(sem título)

closet

gaveta cheia, gaveta vazia, gaveta desarrumada… gavetas, gavetas. uma não tem puxador, a outra emperrou. empurra com o pé, com a perna, (“ai, farpa, droga!”), soca lá dentro o que couber, rápido, antes que seja tarde. enquanto olha o que tem ali, pergunta-se continuamente que mania é essa de organizar gavetas. calcinha velha… (gavetas das calcinhas-velhas-que-não-vai-usar-mas-não-quer-jogar-fora) camiseta “i love %$&*”… (gaveta das camisetas-horríveis-que-um-dia-serão-usadas-para-dormir-mas-nunca-o-são) meias desparceiradas; roupas que não cabem mais; cuecas de ex-namorado; calcinha de ex-amiga; naftalina (isso ainda existe?!)

(ring, ring)

— mãe?

— oi filha, que saudade!

— eu também, mãe…

— e aí, filha, tudo bom? tá frio?

— não, até que não. quer dizer, não sei, tou aqui no quarto trancada e… por isso te liguei…

(silêncio)

— mãe, por que eu não consigo jogar as coisas fora? por que eu guardo esse sutiã horrível que a vó me deu há 5 anos? ele nunca coube, mãe. e eu fico culpada de jogar porque ela gastou o dinheirinho dela nesse sutiã cor de framboesa que eu nunca usaria nem se coubesse, e ele não cabe. e essa camiseta que o tio me deu quando foi pra fortaleza? será que ele acha que eu gostei disso? mas eu não consigo usar de pano de chão, mãe. já levei a maldita camiseta três vezes até a área de serviço, coloquei na pilha de panos de chão… mas eu volto, toda vez, e pego de volta, como quem pega o filho que abandonou na porta da igreja. quase choro, acredita?

— filha…

— não, mãe, juro. juro! eu tenho um armário cheio de roupas e eu uso sempre as mesmas 10 ou 12 peças. acho ruim quando minha calça preta tá pra lavar, eu quero sempre usar a mesma. e há cabides e cabides de peças lindas e inúteis. há gavetas cheias de peças feias e velhas, há coisas que nunca usei e nunca usarei. mas eu não consigo, eu não consigo… (chora)

— calma, calma… eu sei. filha, você bebeu?
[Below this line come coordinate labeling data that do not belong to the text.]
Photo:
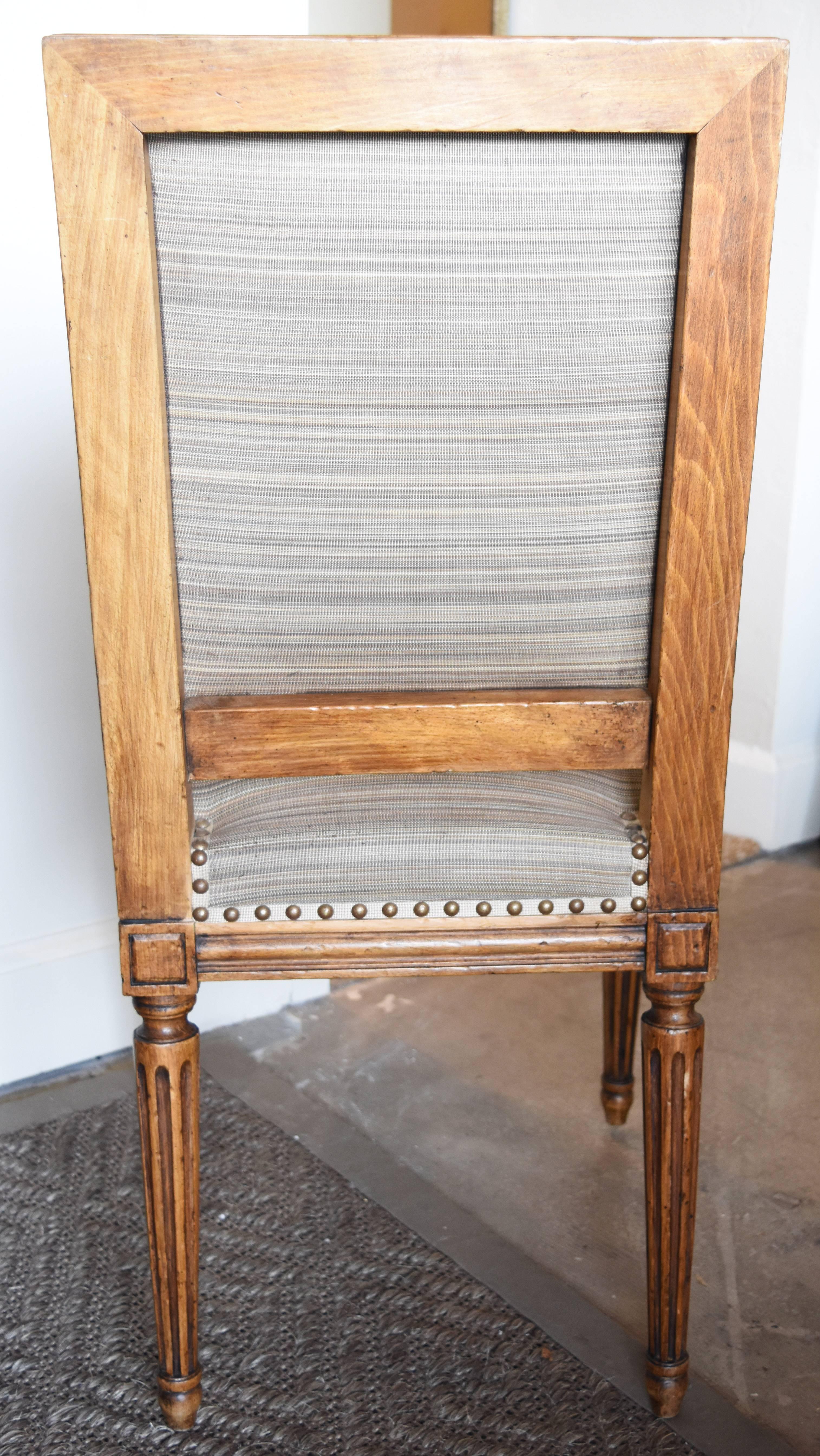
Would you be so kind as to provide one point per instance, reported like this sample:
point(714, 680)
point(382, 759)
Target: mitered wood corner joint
point(158, 959)
point(682, 948)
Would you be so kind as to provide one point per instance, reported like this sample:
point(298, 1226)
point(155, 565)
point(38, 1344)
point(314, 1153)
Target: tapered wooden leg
point(674, 1058)
point(621, 996)
point(167, 1050)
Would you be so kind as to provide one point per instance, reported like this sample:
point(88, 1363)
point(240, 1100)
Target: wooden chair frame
point(106, 94)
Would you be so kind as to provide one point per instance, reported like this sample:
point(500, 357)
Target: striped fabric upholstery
point(407, 838)
point(417, 392)
point(417, 398)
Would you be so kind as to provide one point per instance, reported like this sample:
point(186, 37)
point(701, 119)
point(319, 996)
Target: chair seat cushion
point(433, 838)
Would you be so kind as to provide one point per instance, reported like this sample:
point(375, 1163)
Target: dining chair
point(416, 385)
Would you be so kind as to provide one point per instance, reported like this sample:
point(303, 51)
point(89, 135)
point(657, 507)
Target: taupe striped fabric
point(406, 838)
point(417, 392)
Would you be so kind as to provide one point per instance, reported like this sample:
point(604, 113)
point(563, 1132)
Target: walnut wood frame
point(106, 94)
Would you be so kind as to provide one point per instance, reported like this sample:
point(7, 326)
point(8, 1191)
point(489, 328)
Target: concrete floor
point(487, 1088)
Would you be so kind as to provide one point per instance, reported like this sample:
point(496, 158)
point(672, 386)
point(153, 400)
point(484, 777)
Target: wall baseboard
point(773, 797)
point(62, 1001)
point(82, 940)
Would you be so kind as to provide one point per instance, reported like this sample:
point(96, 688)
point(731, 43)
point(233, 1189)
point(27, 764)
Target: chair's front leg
point(621, 996)
point(167, 1050)
point(674, 1056)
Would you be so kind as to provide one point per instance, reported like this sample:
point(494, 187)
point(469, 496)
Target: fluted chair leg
point(621, 996)
point(674, 1058)
point(167, 1050)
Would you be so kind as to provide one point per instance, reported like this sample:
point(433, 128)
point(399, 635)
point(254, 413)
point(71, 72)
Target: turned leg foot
point(674, 1056)
point(621, 996)
point(167, 1050)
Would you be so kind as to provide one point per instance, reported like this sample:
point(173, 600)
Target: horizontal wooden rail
point(417, 733)
point(411, 950)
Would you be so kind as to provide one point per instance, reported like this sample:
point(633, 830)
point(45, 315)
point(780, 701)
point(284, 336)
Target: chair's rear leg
point(674, 1056)
point(167, 1050)
point(621, 996)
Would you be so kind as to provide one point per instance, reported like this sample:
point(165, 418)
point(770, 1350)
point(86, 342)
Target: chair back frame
point(106, 94)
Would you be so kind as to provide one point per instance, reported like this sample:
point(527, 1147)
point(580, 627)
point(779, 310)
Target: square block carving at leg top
point(682, 944)
point(158, 959)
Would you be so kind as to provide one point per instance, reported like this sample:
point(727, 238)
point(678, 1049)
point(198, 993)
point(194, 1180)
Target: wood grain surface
point(721, 308)
point(414, 950)
point(416, 733)
point(167, 1052)
point(114, 344)
point(414, 84)
point(621, 999)
point(674, 1061)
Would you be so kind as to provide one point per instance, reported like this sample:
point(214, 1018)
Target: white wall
point(774, 775)
point(59, 979)
point(60, 998)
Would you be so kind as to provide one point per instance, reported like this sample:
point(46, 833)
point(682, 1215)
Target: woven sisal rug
point(327, 1327)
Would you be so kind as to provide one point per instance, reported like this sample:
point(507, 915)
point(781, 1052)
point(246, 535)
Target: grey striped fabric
point(417, 395)
point(406, 838)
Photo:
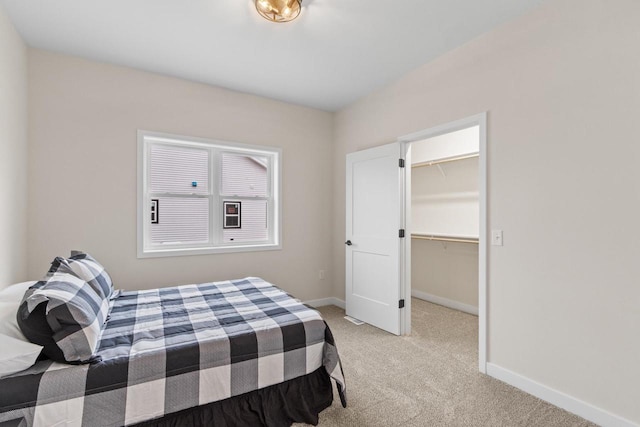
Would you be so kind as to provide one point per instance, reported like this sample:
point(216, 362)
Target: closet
point(445, 219)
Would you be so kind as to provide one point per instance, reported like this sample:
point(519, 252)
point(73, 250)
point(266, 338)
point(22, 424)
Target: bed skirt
point(298, 400)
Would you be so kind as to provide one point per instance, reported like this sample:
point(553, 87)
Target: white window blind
point(244, 175)
point(184, 186)
point(178, 170)
point(181, 220)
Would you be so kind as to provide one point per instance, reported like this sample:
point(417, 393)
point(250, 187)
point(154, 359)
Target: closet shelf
point(444, 238)
point(447, 160)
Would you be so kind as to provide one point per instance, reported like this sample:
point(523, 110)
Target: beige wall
point(562, 90)
point(13, 154)
point(83, 121)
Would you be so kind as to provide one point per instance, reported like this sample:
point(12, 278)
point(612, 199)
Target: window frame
point(145, 249)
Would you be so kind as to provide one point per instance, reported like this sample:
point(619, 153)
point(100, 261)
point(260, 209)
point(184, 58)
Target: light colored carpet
point(430, 378)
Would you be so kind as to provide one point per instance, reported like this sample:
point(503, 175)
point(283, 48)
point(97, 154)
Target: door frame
point(479, 120)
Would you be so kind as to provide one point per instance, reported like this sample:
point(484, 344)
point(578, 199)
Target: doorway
point(441, 226)
point(379, 224)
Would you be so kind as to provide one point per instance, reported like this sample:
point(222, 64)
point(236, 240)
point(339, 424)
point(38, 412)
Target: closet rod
point(451, 159)
point(445, 238)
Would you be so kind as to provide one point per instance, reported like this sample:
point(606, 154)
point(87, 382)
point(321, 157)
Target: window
point(198, 196)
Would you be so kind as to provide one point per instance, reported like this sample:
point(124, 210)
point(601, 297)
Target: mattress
point(169, 349)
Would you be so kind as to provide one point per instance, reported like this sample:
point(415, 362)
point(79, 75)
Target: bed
point(239, 352)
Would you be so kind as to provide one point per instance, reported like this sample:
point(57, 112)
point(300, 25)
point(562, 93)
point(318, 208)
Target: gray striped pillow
point(64, 314)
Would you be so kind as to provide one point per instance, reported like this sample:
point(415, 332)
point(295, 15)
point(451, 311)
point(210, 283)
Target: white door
point(375, 197)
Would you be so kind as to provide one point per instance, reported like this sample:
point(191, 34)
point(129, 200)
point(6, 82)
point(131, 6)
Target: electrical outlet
point(496, 237)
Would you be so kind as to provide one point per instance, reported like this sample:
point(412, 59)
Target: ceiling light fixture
point(279, 10)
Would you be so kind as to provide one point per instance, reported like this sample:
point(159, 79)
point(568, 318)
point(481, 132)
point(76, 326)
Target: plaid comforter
point(165, 350)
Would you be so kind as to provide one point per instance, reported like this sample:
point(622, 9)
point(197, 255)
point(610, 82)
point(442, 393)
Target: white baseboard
point(326, 301)
point(445, 302)
point(558, 398)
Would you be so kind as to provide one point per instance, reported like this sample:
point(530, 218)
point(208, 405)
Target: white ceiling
point(336, 51)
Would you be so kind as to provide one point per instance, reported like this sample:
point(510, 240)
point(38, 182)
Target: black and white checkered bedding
point(165, 350)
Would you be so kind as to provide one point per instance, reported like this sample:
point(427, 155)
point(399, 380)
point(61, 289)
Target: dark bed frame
point(298, 400)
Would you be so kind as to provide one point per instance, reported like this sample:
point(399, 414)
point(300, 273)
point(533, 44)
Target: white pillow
point(16, 355)
point(10, 299)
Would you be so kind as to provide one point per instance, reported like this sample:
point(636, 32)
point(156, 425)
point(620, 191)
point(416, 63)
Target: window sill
point(171, 252)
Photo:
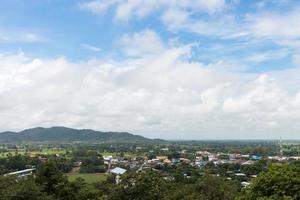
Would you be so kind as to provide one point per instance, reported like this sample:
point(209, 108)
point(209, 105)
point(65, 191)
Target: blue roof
point(118, 170)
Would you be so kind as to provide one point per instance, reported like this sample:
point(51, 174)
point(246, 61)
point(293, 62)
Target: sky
point(171, 69)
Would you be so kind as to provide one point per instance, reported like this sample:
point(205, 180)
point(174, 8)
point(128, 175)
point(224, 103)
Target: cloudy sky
point(180, 69)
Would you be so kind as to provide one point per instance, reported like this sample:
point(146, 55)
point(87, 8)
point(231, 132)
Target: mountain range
point(64, 134)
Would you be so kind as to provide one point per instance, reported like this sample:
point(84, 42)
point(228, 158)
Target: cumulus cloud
point(9, 36)
point(90, 47)
point(156, 95)
point(125, 10)
point(141, 43)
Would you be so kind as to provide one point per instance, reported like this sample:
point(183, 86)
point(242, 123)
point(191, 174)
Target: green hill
point(63, 134)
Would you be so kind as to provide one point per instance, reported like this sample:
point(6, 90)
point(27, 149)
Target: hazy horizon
point(195, 69)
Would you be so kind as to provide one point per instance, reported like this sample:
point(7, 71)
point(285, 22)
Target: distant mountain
point(63, 134)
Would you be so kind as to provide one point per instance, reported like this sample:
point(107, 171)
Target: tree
point(49, 177)
point(217, 188)
point(140, 186)
point(278, 182)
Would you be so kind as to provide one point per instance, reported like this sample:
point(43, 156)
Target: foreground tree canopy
point(279, 182)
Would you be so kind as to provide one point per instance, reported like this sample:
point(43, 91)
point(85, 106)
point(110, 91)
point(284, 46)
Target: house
point(161, 157)
point(248, 162)
point(22, 173)
point(118, 171)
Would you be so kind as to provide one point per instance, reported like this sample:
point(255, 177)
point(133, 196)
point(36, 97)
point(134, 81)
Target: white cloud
point(90, 47)
point(126, 10)
point(156, 95)
point(14, 36)
point(141, 43)
point(275, 25)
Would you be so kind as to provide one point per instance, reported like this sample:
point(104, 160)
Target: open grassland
point(89, 178)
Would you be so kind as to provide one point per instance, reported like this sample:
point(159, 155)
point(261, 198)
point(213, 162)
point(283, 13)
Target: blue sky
point(189, 69)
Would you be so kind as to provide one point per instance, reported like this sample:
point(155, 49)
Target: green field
point(34, 153)
point(89, 178)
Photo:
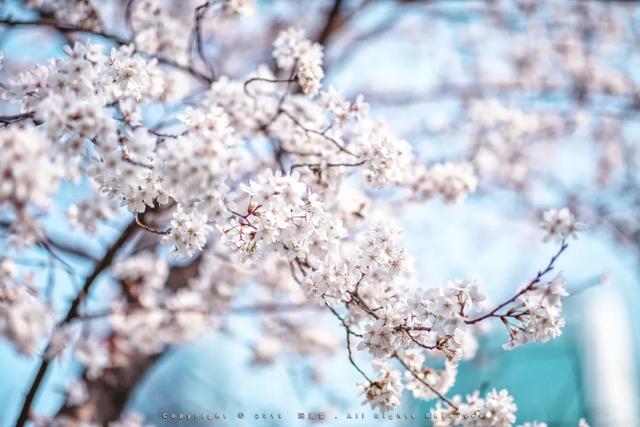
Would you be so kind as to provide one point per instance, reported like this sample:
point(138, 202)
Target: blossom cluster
point(24, 318)
point(259, 189)
point(290, 49)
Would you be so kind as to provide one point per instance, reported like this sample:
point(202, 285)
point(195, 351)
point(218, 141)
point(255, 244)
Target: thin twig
point(527, 288)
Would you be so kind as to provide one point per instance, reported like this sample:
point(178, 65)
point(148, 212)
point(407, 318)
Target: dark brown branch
point(332, 23)
point(71, 314)
point(65, 28)
point(527, 288)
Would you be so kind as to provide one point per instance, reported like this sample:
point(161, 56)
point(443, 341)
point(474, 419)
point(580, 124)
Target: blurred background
point(541, 96)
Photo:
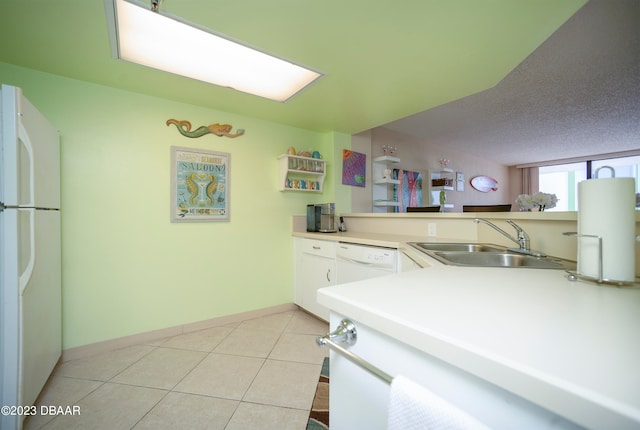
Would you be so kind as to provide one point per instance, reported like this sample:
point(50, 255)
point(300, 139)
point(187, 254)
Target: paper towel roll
point(606, 208)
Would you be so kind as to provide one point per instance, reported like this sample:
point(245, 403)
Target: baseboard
point(123, 342)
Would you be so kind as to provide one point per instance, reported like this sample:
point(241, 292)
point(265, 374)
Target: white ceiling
point(578, 94)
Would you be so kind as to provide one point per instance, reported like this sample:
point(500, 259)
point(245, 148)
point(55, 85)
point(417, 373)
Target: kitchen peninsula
point(512, 347)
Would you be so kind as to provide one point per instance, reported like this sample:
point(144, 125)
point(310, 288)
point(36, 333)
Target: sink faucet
point(522, 240)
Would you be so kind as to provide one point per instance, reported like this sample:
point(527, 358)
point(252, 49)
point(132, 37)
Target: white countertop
point(571, 347)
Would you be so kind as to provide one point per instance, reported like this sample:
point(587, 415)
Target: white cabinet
point(384, 197)
point(441, 181)
point(315, 268)
point(301, 173)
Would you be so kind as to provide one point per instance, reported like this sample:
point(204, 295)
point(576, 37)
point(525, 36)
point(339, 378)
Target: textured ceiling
point(383, 60)
point(577, 95)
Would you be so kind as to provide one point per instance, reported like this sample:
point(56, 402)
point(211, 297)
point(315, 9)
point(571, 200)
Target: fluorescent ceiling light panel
point(161, 41)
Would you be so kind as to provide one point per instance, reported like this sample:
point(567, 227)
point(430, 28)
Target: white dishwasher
point(358, 262)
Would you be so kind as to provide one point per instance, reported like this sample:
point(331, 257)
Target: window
point(562, 179)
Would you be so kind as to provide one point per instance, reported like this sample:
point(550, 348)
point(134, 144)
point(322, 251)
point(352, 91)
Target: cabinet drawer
point(322, 248)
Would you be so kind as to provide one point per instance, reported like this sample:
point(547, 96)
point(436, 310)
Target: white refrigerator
point(30, 269)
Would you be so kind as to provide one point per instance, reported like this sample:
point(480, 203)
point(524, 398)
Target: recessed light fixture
point(156, 39)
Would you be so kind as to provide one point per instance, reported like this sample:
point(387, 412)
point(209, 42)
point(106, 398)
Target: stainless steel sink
point(461, 247)
point(502, 259)
point(488, 255)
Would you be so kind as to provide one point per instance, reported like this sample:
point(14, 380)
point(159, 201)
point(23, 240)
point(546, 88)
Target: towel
point(413, 407)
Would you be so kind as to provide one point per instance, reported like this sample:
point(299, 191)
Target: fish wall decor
point(220, 130)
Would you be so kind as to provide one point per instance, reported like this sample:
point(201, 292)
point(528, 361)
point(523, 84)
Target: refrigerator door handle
point(26, 275)
point(23, 138)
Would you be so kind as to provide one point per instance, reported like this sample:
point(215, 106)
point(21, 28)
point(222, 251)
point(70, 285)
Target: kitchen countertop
point(570, 346)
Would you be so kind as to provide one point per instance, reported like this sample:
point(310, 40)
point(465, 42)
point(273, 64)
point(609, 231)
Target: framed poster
point(199, 185)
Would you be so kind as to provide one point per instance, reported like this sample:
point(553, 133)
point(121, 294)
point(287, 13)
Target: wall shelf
point(441, 180)
point(383, 183)
point(301, 173)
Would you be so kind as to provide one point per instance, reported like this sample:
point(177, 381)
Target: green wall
point(126, 268)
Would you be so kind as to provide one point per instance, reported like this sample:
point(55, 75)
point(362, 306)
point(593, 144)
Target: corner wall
point(420, 156)
point(126, 268)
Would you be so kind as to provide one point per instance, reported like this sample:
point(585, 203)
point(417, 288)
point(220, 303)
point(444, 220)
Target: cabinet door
point(314, 272)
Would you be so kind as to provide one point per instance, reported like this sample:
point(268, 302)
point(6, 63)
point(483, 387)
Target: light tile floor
point(259, 373)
— NÃO, mãe, eu NÃO bebi! aliás, eu não bebo!

— eu, sei, por isso mesmo per…

— devia beber, sabe? devia encher a cara e colocar FOGO nisso aqui tudo, picar com tesoura, me livrar de tudo!!

— menina, pára já com isso!

— não paro! não paro! me diz: como é que você passou uma vida toda e não enlouqueceu com tanta coisa? com tanta meia, com tanta camiseta medíocre? como você rasgava nossas blusas velhas e fazia pano de chão? até hoje lembro daquela camiseta que eu ADORAVA e você usou de pano de chão! (soluçando)

— filha, pelo amor de deus, aquela camiseta tava rasgando, tava horrível e…

— HORRÍVEL NADA! EU ADORAVA ELA! (soluçando mais)

— filha, chama a neide no telefone por favor.

— neide é o caralho! a neide tá lá fora lavando e passando MAIS ROUPA e daqui a pouco ela sobe aqui pra me dar mais problema! mãe, me ajuda antes que eu faça uma bobagem… por favor!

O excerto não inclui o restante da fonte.